A Associação de Apoio à Vítima (APAV) disponibilizou esta terça-feira um manual de apoio para situações de cibercrime, uma prática que segundo as estimativas apresentadas afeta um milhão de pessoas por dia.

O documento, disponível, foi elaborado em parceria com a Procuradoria Geral da República, a GNR e outras entidades, tendo recebido apoio comunitário.

“Embora a Internet tenha facilitado atividades como as compras e permitido o contacto interpessoal, também criou outro cenário em que o crime pode ocorrer.
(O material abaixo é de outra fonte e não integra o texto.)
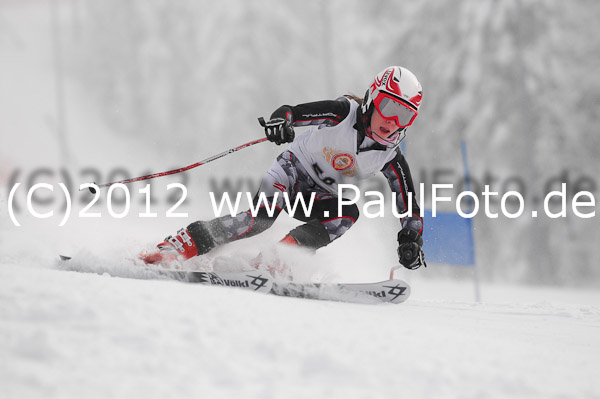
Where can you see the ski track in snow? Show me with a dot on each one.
(71, 334)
Estes crimes cibernéticos podem incluir ‘phishing’, fraude, perseguição, discurso de ódio e abuso sexual de crianças”, especificou a APAV em nota enviada à comunicação social.

O Manual de Procedimentos é o culminar de um projeto que envolveu ações de formação para as forças de segurança, mas também para crianças e jovens, no sentido de sensibilizar para o problema.

Foi também criado um Manuel de Formação para os profissionais que atuam nesta área.

O Manual de Procedimentos divide-se em duas secções principais: Compreensão e Intervenção.

“Com a baixa taxa de denúncia de cibercrimes, um dos objetivos desta secção é educar os utilizadores da Internet sobre conceitos relevantes em matéria de cibercrime, para que estejam mais bem equipados para tomar medidas, caso se tornem vítimas”, explicou a APAV no documento divulgado.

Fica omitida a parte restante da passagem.